Son günlerde Almanya ile nükseden krizin “sona erdiği” iddia
ediliyor. Ancak her an, yaşananlarda görüldüğü gibi, yeni krizlere
teşne.
En son Alman yetkililerinin Türkiye’nin 680 Alman şirketini “terör”
iddiasıyla kara listeye alması, iki ülke arasındaki gerginliklere
yeniden tavan yaptırdı. Almanya Dışişleri Bakanı Gabriel’in “Bu
tehditlerle Alman şirketlerinin Türkiye’deki yatırımlarının
garantisinin kalmadığını” belirterek, Ankara’ya karşı hem Almanya
olarak, hem de AB olarak bir takım yaptırımlara gideceklerini
açıklaması ipleri iyice gerdi.
Türkiye de, ülkemizde yargının tarafsız ve bağımsız olduğunu ileri sürerek, krizi “Alman politikacılarının “Türk yargısını hiçe sayan ve diplomatik nezâketten uzak bir yaklaşım ve üslûbundan kaynaklandığını” açıkladı. Ardından Almanya’yı terör örgütlerinin faaliyetlerine seyirci kalmakla suçladı.

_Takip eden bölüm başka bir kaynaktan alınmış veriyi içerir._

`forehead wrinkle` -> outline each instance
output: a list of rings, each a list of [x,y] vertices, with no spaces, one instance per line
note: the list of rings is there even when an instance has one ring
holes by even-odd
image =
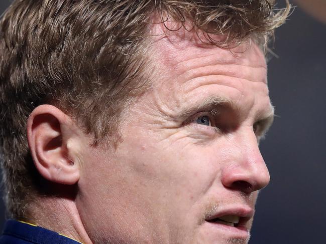
[[[246,80],[253,82],[262,82],[265,84],[267,84],[266,69],[262,71],[257,70],[256,71],[251,70],[252,68],[246,69],[247,66],[242,66],[237,69],[238,66],[238,65],[210,65],[196,68],[195,69],[186,70],[180,75],[180,76],[182,77],[185,81],[186,81],[185,82],[194,80],[200,77],[203,78],[204,77],[210,77],[212,78],[212,77],[215,77],[216,80],[218,80],[219,78],[225,77]],[[256,69],[260,68],[257,68]]]
[[[182,40],[180,42],[182,42]],[[189,64],[193,64],[195,59],[201,61],[199,65],[210,65],[213,62],[253,67],[266,68],[267,66],[265,57],[254,44],[250,45],[250,48],[247,48],[245,51],[239,51],[239,53],[236,52],[241,48],[243,49],[243,46],[241,45],[231,51],[213,46],[198,47],[189,42],[179,46],[171,45],[165,41],[164,38],[153,44],[153,47],[157,48],[154,49],[155,51],[160,54],[158,55],[160,58],[159,61],[163,62],[164,65],[173,70],[188,69]]]

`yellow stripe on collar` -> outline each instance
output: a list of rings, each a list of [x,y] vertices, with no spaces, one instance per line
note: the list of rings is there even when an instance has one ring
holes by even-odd
[[[22,221],[22,220],[18,220],[18,221],[20,222],[21,223],[27,223],[27,224],[29,224],[30,225],[37,227],[37,225],[36,224],[34,224],[34,223],[28,223],[27,222],[25,222],[25,221]]]

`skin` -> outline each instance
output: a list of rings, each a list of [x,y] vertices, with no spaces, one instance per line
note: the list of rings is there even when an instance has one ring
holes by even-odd
[[[160,75],[122,120],[124,141],[115,152],[82,154],[77,201],[86,230],[101,243],[246,243],[248,233],[203,219],[253,209],[269,181],[253,129],[273,116],[264,56],[255,45],[237,57],[173,37],[154,48]],[[211,126],[198,124],[203,115]]]
[[[258,191],[270,180],[258,148],[273,116],[266,64],[254,44],[232,53],[196,37],[153,38],[151,88],[122,116],[116,149],[89,146],[53,106],[33,111],[28,136],[39,171],[78,189],[42,210],[56,212],[64,227],[46,214],[36,222],[84,243],[248,242]],[[208,221],[223,214],[247,218],[241,229]]]

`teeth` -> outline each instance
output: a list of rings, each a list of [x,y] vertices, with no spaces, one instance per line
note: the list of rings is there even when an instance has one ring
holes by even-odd
[[[223,221],[223,220],[216,220],[214,221],[214,222],[222,223],[222,224],[225,224],[226,225],[232,226],[232,227],[234,227],[234,223],[229,223],[229,222],[226,222],[225,221]]]
[[[226,221],[229,223],[238,223],[240,219],[240,217],[239,216],[236,215],[225,215],[219,217],[220,219]]]

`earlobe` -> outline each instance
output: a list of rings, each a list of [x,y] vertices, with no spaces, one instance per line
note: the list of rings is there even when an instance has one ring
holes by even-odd
[[[75,137],[71,118],[60,109],[43,105],[33,110],[27,123],[27,138],[35,166],[44,178],[60,184],[78,182],[79,162],[73,160],[77,158],[74,155],[78,147]]]

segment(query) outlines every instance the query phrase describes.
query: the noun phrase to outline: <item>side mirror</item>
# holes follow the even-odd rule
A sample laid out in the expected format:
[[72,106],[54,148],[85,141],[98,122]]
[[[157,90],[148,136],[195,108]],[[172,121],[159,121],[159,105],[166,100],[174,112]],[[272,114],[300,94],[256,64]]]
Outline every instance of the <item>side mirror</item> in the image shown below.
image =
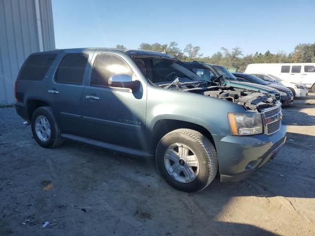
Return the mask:
[[111,87],[130,88],[133,92],[135,92],[140,88],[140,82],[138,80],[132,81],[130,75],[113,75],[109,77],[108,85]]

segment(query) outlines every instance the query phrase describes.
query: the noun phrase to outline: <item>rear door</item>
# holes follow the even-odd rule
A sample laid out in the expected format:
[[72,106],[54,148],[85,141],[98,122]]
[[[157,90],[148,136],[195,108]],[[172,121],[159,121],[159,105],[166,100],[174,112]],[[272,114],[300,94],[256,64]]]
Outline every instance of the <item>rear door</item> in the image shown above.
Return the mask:
[[310,88],[315,83],[315,64],[303,66],[301,83]]
[[301,83],[302,77],[302,65],[292,65],[291,67],[290,81],[295,83]]
[[50,103],[63,133],[83,134],[83,100],[87,75],[94,50],[61,53],[48,86]]
[[121,57],[95,53],[91,78],[84,95],[85,135],[121,146],[140,148],[145,145],[144,128],[146,109],[146,84],[132,92],[127,88],[108,85],[109,77],[117,74],[135,80],[130,67]]

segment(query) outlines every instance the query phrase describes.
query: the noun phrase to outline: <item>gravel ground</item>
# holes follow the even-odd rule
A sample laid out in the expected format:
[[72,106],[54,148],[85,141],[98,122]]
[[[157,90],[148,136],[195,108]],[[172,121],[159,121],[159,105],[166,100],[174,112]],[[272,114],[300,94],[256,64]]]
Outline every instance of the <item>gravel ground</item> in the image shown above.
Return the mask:
[[[315,94],[283,108],[287,142],[244,181],[174,189],[154,160],[39,147],[0,108],[0,235],[315,235]],[[46,221],[50,223],[42,228]]]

Aslında Almanya Maliye Bakanı Schaeuble’nin, Bild gazetesinde yer alan, “Cumhurbaşkanı Erdoğan yüzyıllık ortaklığı tehlikeye atıyor; bu çok yazık, çünkü bizi birbirimize bağlayan gerçekten çok şey var; ancak bize şantaj yapılmasına izin veremeyiz” ifadesi, iki ülke arasındaki ilişkilerin geldiği noktayı göstermesi açısından önemli.
Krizin ağır maliyetine mukabil, Alman makamlarının açıklamalarını “talihsiz” ve “akıl tutulması” olarak niteleyerek kınayan Ankara’dan peşpeşe tavzihler yapıldı.